Tuesday, January 21, 2014
Sermon: Luke 6: 27-49 Following Jesus
Last week in the children's talk I brought along something. Does anyone remember what it was? It was a football shirt. We thought about how Jesus wants us on his team. Well today, we're looking at the next passage in Luke's gospel. Who is it a football team need to listen to? It's the manager, isn't it? Manchester United aren't doing very well at the minute, but we're not sure if it's the players or the manager. But before the team go out onto the pitch, the manager will give a team talk. He'll tell the players how he wants them to play. In our reading today, Jesus is giving the team talk - how we should live, because we are on his team.
There's a question we need to answer first of all, though, and it's this: Why do we need to listen to Jesus? I need a volunteer. When I put this blindfold on you, you'll have a problem. What is it? He won't be able to see. He would be blind. He doesn't know where he is going. He couldn't make it back to his seat.
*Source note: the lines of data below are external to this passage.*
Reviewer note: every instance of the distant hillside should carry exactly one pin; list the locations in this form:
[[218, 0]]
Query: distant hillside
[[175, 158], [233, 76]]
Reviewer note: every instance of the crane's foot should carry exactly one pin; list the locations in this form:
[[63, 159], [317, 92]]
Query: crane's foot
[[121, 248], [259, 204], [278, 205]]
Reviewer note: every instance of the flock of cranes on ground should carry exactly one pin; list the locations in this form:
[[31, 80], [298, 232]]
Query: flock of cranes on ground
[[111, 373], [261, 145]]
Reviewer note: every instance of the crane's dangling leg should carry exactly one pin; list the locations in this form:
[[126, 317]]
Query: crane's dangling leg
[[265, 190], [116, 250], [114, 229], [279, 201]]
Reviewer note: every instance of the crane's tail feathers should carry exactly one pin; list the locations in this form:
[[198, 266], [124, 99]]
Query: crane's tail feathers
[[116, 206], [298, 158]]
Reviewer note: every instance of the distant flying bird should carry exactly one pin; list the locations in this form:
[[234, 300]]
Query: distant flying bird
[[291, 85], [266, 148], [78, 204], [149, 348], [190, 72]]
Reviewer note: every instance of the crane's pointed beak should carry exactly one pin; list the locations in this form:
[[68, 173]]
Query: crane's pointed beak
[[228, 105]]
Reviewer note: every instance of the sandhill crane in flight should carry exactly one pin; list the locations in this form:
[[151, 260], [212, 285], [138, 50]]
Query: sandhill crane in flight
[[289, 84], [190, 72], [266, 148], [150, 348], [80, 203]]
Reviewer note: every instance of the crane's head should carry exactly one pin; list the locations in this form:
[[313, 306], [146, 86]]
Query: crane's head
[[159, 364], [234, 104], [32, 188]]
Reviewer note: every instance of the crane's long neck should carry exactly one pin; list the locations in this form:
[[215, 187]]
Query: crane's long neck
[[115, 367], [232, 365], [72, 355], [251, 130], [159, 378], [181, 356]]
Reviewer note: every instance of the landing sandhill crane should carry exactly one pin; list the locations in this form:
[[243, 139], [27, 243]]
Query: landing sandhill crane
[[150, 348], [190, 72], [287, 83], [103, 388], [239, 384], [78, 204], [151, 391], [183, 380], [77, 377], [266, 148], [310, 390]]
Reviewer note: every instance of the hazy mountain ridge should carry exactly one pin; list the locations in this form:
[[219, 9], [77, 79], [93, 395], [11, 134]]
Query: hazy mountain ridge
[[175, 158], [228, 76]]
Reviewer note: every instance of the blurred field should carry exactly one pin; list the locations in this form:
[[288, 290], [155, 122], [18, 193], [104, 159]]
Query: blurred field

He might fall over. What does he need? He needs a guide. Another volunteer. Except, there's a problem. His guide is also blind. Another blindfolded person. How do you think this would work? He is blind, he needs a guide. But so is she! Would they be able to make it to the seat? No, they would be in bigger danger than before. Jesus says that the blind leading the blind will fall into a pit, a hole in the ground. If you follow someone who can't see, it won't help you. And there are people who try to tell us what to do, how to live, but they are blind themselves. They don't know what life is all about. They can't see where they should go. It would be silly to listen to them.
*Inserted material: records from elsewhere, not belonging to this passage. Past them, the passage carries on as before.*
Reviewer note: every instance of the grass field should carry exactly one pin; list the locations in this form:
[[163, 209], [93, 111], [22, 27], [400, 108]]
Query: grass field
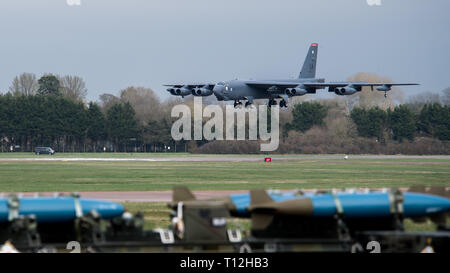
[[40, 176]]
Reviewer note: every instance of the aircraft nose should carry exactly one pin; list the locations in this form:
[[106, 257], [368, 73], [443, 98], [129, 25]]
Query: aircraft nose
[[217, 90]]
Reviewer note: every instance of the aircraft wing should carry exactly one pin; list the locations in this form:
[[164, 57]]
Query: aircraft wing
[[191, 85], [358, 84], [318, 85], [269, 84]]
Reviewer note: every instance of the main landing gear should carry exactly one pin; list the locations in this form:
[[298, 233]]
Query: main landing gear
[[239, 104], [283, 103]]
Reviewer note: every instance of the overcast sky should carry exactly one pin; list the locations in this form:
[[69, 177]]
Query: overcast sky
[[113, 44]]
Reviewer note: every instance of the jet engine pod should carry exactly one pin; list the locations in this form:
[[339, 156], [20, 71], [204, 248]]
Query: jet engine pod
[[201, 92], [183, 91], [384, 88], [296, 91], [346, 90], [172, 91]]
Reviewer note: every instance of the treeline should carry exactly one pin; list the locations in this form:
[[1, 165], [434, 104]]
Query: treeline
[[52, 111], [66, 125]]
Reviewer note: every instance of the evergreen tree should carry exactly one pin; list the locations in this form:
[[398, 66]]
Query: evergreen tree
[[49, 85], [306, 115], [402, 122]]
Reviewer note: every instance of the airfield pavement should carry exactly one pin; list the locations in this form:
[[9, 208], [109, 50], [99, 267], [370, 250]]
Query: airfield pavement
[[224, 158]]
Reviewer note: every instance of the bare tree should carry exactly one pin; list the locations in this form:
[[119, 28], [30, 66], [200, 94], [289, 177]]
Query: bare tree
[[24, 84], [446, 96], [368, 98], [145, 102], [108, 100], [73, 87]]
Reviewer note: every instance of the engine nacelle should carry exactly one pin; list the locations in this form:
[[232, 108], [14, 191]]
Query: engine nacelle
[[201, 92], [183, 91], [346, 90], [296, 91], [384, 88]]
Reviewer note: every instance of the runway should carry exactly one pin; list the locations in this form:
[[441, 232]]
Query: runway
[[224, 158]]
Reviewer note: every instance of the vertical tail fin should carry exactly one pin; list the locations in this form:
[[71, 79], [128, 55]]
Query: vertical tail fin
[[309, 66]]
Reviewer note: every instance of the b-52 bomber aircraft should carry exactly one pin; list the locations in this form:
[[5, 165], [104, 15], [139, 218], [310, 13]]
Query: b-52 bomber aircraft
[[248, 90]]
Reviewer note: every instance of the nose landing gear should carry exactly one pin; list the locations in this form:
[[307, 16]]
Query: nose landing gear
[[237, 103]]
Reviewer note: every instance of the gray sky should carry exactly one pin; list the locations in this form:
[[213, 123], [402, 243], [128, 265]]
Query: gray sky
[[113, 44]]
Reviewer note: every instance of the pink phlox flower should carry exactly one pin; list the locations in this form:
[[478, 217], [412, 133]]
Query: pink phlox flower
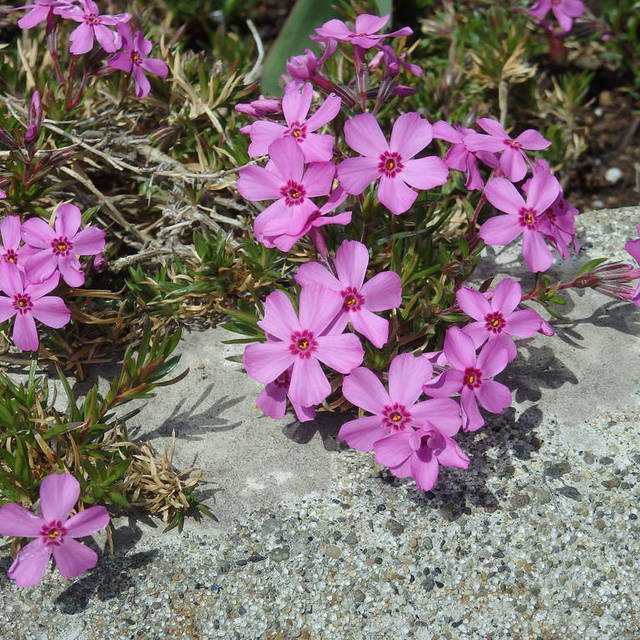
[[300, 128], [459, 157], [471, 375], [301, 343], [523, 218], [40, 10], [286, 181], [28, 303], [397, 410], [315, 221], [564, 11], [497, 315], [359, 299], [133, 59], [365, 34], [392, 163], [93, 25], [54, 532], [12, 251], [513, 160], [260, 108], [418, 453], [60, 246]]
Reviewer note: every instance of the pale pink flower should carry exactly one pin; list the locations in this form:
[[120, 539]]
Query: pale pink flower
[[513, 160], [360, 299], [54, 532], [286, 181], [302, 343], [365, 34], [396, 410], [471, 376], [498, 316], [392, 163], [59, 247], [93, 25], [133, 59], [418, 454], [295, 105], [564, 11], [28, 303], [523, 218]]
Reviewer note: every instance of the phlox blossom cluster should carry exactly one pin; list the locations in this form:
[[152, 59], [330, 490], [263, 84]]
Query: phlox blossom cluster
[[34, 257]]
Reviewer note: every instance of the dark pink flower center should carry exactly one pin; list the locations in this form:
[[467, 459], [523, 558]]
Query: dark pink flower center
[[297, 131], [52, 534], [303, 344], [293, 193], [390, 164], [395, 416], [472, 378], [22, 303], [352, 299], [61, 246], [514, 144], [495, 322], [528, 218]]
Other people can't help us. Imagine that you were helping your dad cut some wood when suddenly you got a little tiny bit in your eye. Just a tiny little speck, a splinter. It's really sore, you can't see very well. You would need to go to the hospital, to A&E. Now imagine that you go into the doctor and they're getting ready to take out the little speck and they turn around and look - they have a big bit of log in their eye. They have half a tree blocking their vision! Would you be happy for them to try to take out the speck? Would they be able to find it as they went poking around in your eye? No! It would be dangerous. So we don't want to follow the people who can't see, who have something big wrong with them, trying to correct a little something. Can we be like this at times as well? We miss our own big problem while trying to diagnose and fix someone else with a minor issue? [For this I had a couple of volunteers again, one holding a speck, the other a log]
The problem with listening to people is that we can't see what they're really like. People on the outside look nice and good. But look at these two tubes. They look the same. They both have shiny Christmas paper on them. But when we squeeze them, we see that what's on the inside comes out. One is nice - toothpaste. The other is nasty - garlic puree. We couldn't tell until we see what came out. That's like our words and our deeds. They show what's on the inside. And we discover that all of us are bad. We're all in need of God's mercy. We need help to change.
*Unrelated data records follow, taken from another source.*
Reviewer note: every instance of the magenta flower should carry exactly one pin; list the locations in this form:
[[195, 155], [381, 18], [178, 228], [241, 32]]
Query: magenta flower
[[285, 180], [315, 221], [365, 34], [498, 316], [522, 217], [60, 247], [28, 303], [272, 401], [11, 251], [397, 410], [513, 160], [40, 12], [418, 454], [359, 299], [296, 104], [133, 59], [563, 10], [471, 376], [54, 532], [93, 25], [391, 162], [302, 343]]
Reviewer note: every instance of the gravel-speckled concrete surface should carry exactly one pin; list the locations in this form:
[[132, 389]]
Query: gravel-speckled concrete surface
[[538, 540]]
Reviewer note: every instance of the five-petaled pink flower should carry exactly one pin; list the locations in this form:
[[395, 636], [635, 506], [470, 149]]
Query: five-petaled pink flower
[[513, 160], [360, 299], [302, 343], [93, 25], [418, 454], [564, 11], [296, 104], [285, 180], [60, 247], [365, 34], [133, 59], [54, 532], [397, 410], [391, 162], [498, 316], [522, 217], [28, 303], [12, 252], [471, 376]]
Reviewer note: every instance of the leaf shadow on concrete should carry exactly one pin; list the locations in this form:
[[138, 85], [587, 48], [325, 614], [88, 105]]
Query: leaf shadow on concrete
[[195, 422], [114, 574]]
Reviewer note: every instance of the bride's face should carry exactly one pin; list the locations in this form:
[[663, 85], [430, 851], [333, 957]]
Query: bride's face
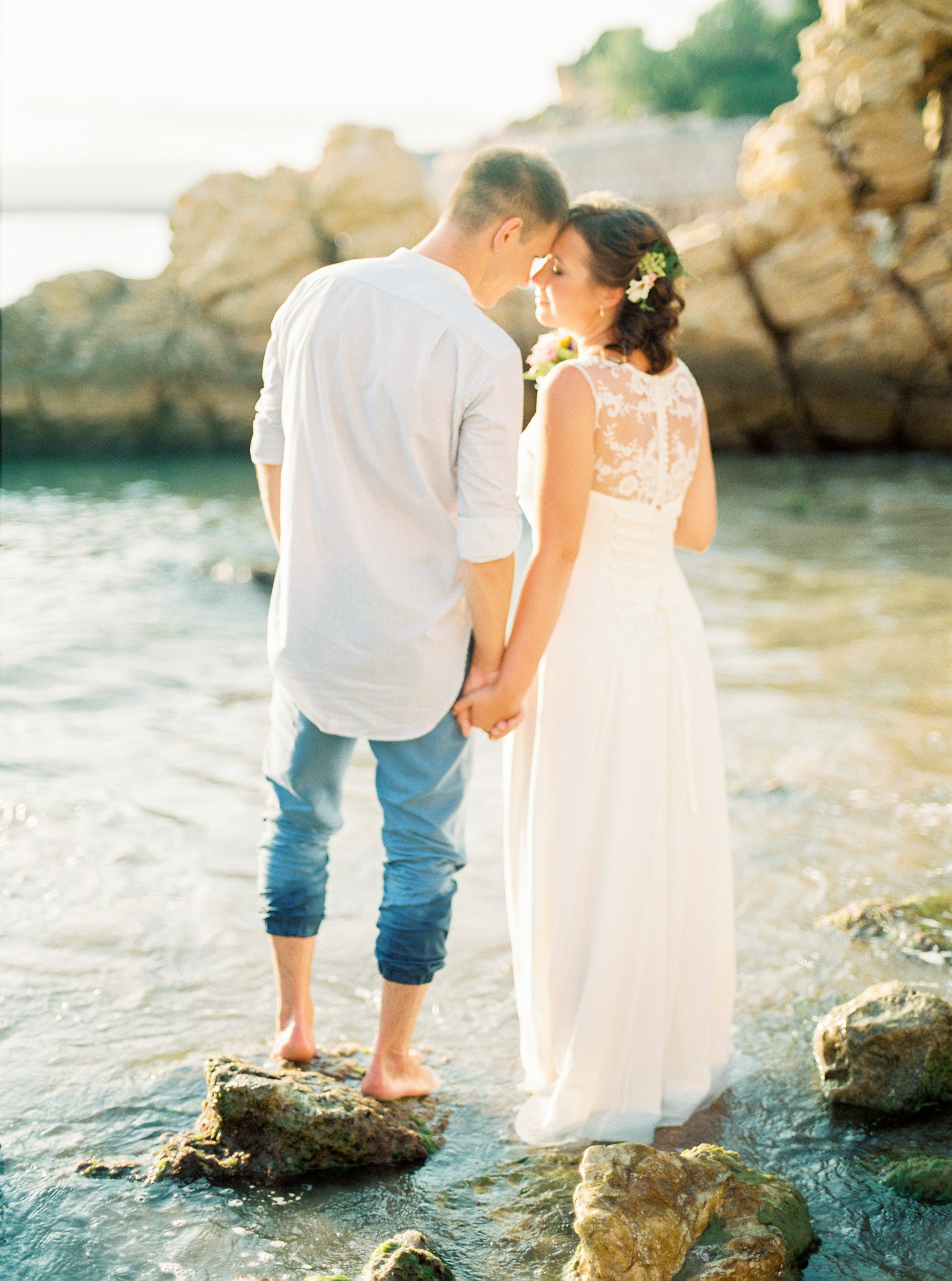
[[567, 296]]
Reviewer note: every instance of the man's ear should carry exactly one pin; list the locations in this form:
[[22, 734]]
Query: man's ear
[[505, 232]]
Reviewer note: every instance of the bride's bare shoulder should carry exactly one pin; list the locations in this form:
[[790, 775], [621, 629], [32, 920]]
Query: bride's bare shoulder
[[567, 383]]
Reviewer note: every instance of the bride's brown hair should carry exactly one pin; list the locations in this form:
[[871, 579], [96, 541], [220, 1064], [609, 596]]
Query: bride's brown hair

So, then, what does Jesus say when we listen to him? Have you ever had someone say that you get on a bit like your mum or dad? That the way you say something, or the way you look, or your expression is just like your parents? Well here, in the passage, Jesus tells us to be like our dad: our heavenly dad:
you will be children of the Most High; for he is kind to the ungrateful and the wicked. Be merciful, just as your Father is merciful. (Luke 6:35-36)
God is kind to the ungrateful and the wicked. We were these things. Imagine that you did something nice for someone - maybe made them a cake or weeded their garden or looked after their dog or whatever it might be. You did something nice for them, and they never said thank you. How would you feel? That wouldn't be very nice! Yet that is what we have done with God. He has given us life, and breath, and health and everything else, yet we refuse to say thank you. We are instead wicked. Yet God in his kindness sent Jesus to take away our sins, to bring us to God. God is still kind, even when people are ungrateful - he sends sunshine and rain and everything good.
We are to be kind like God our Father is kind. I give a volunteer five little tiny chocolate bars. They don't deserve them, they didn't do anything for them. I ask them do they want to give one away, after all, they've got five. It continues until they have one. Are they going to hold on to that chocolate bar for themselves? After all, they didn't deserve it, they got it for nothing. And when they give it away, they receive a massive bar of chocolate - the point is that God gives us much more mercy than we ever will show to anyone else around us.
This is the team talk for Jesus' team. We're to be merciful to those around us because God has been merciful to us. Even to those people who don't like us; those who hate us; those who have done bad things to us. God has shown us mercy. We must do the same to others.
At the very end, Jesus says that anyone who hears his words and does them is like a man who builds a house on the rock. It has strong foundations. It won't fall when the floods come. But to hear as we have done today and to not do what he says is to be foolish. To build without foundations. The house will fall.
Let's pray that as we have heard, so we will do what Jesus says, as we follow him on his team. Amen.
This sermon was preached at the Church Family Service in Aghavea Parish Church on Sunday 19th January 2014.